My take on the OpenAI Meeting Minutes tutorial

I’m posting this because it may be helpful to other beginners - I made a video for the OpenAI meeting minutes tutorial and the code I implemented based on it.

One of the functions I added is to search the transcript for ‘items of interest’ specified by the user, and summarize what was said about them. I am having issues with that working well; more to come there.

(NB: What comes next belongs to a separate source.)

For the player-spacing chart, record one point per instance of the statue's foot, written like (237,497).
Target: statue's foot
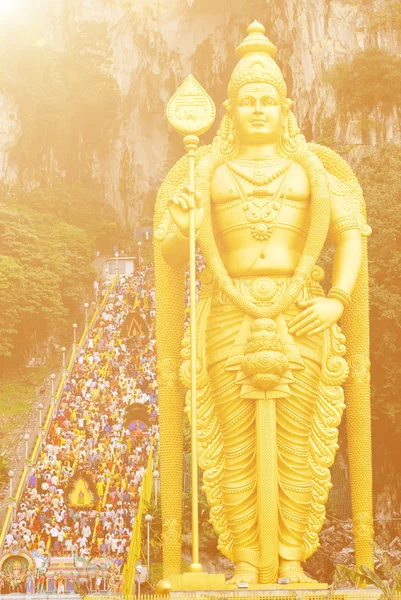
(293,571)
(245,573)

The OpenAI tuturial is here: https://platform.openai.com/docs/tutorials/meeting-minutes

Video: https://youtu.be/IWr-WZOS2fM

Code: GitHub - GEScott71/GPT_Meeting_Minutes: My take on the OpenAI meeting minutes tutorial

# This Python program uses OpenAI tools to create meeting minutes from an audio file, like company earnings calls
# First, it uses Pydub (not from OpenAI) to segment the audio file into small enough chunks for OpenAI to process
# Next, it uses Whisper from OpenAI to transcribe the audio into a text file
# Then it uses the ChatGPT API to extract the following from the transcription:
#   - Summary
#   - Key Points
#   - Action Items
#   - Sentiment
# Also, I've added to additional functions beyond the tutorial scope:
#   - Participants
#   - Mentions of items of interest specified by the user
# Last, it combines them into a single text file
# Input: mp3 audio file
# Output: 2 text files:  transcription.txt and minutes.txt

from pydub import AudioSegment
import math
import os
import openai
from openai import OpenAI
import time

openai.api_key = open("key.txt", "r").read().strip('\n')
client = OpenAI(
    api_key=openai.api_key
)


def split_mp3(file_path, segment_size_mb=25):
    """
    Splits an MP3 file into multiple segments if its size is greater than the specified segment size.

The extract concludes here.